Não se espante se achar inútil o que faz. O mundo está cheio de bullshit jobs.
As incontáveis funcionalidades e facilidades que o desenvolvimento tecnológico oferecem à humanidade são de impressionar. Dispositivos e sistemas transformaram atividades outrora trabalhosas ou demoradas em coisa de um clique, um segundo. Inúmeras tarefas no cultivo de alimentos, na indústria e mesmo em serviços domésticos já foram automatizadas.
Com tamanha diminuição da dependência de esforço humano para viabilizar várias de nossas necessidades mais básicas, era de se esperar que já pudéssemos gastar menos tempo com trabalho ou coisas que não sabemos ou desejamos fazer, não é mesmo? Pois não é o que acontece. Nunca trabalhou-se tanto e o fantasma do desemprego continua a tirar o sono de muita gente.
Isso porque, segundo a reflexão do antropólogo norte-americano David Graeber, o mundo está cheio de bullshit jobs, trabalhos vistos por quem os executa como socialmente inúteis ou até mesmo nocivos. O livro no qual Graeber desenvolve o assunto – “Bullshit jobs – A Theory” – ainda não foi vertido para o português. A tradução do termo central é espinhosa, pois já no início da obra o autor fala também em “shit jobs”, outra categoria de atividades, não necessariamente coincidente. A ideia, contudo, não é difícil de compreender. A divisão dos bullshit jobs em categorias é bem elucidativa:
- Flunkies: cargos que existem tão somente para conferir importância aos seus superiores, uma espécie de subordinados desnecessários. Quanto mais pessoas sob sua batuta tem um gerente, maior seu prestígio. O mesmo vale para os membros da comitiva de uma autoridade.

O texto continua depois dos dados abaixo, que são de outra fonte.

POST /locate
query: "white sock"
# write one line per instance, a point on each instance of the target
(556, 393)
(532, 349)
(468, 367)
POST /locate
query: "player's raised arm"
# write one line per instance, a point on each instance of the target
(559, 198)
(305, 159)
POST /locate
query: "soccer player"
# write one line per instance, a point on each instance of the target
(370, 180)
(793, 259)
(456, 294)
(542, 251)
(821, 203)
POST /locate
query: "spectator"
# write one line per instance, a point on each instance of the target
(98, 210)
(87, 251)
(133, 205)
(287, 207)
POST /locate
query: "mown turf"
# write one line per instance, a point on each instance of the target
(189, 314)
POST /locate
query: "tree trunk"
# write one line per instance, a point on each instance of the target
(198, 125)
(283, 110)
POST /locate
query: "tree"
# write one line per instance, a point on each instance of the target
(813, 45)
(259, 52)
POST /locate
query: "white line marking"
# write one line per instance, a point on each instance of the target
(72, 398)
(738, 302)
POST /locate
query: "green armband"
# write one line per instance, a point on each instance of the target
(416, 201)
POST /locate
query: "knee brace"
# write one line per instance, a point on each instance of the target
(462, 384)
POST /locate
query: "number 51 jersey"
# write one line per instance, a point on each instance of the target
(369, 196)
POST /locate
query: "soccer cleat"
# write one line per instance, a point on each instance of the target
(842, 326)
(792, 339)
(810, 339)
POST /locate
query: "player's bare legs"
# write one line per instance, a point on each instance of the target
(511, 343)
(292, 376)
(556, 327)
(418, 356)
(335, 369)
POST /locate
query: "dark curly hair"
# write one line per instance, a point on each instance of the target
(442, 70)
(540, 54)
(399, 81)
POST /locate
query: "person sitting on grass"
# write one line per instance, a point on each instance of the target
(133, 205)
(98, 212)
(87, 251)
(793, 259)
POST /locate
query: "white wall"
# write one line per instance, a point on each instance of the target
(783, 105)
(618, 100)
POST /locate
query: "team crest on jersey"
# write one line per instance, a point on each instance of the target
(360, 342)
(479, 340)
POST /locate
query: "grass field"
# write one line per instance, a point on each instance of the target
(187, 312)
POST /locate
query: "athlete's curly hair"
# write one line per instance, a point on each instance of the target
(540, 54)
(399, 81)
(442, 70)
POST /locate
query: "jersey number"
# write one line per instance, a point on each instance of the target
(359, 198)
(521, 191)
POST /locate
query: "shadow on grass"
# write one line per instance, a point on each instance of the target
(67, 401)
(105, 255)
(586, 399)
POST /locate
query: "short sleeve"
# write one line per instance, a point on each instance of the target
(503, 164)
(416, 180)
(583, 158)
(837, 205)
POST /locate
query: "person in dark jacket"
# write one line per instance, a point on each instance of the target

- Goons: trabalhos que envolvem certa forma de “violência”, seja literal, como o caso das Forças Armadas – inúteis, na opinião do autor, porque uma nação só tem exército porque outras também têm – ou simbólica, a exemplo dos relações públicas, lobistas, advogados corporativos e operadores de telemarketing.
- Duct tapers: pessoas que resolvem problemas que sequer deveriam existir, mas existem e prejudicam outras atividades. A indústria da informática está repleta deles.
- Box tickers: servem para as organizações dizerem que fazem algo que, na verdade, não fazem. Entre eles estão os marcadores de listas e checklists.
- Taskmasters: podem ser responsáveis por determinar tarefas a colegas que as desempenhariam mesmo sem alguém para demandá-las (os superiores desnecessários) ou os que inventam atividades completamente inúteis ou sem necessidade para outros fazerem.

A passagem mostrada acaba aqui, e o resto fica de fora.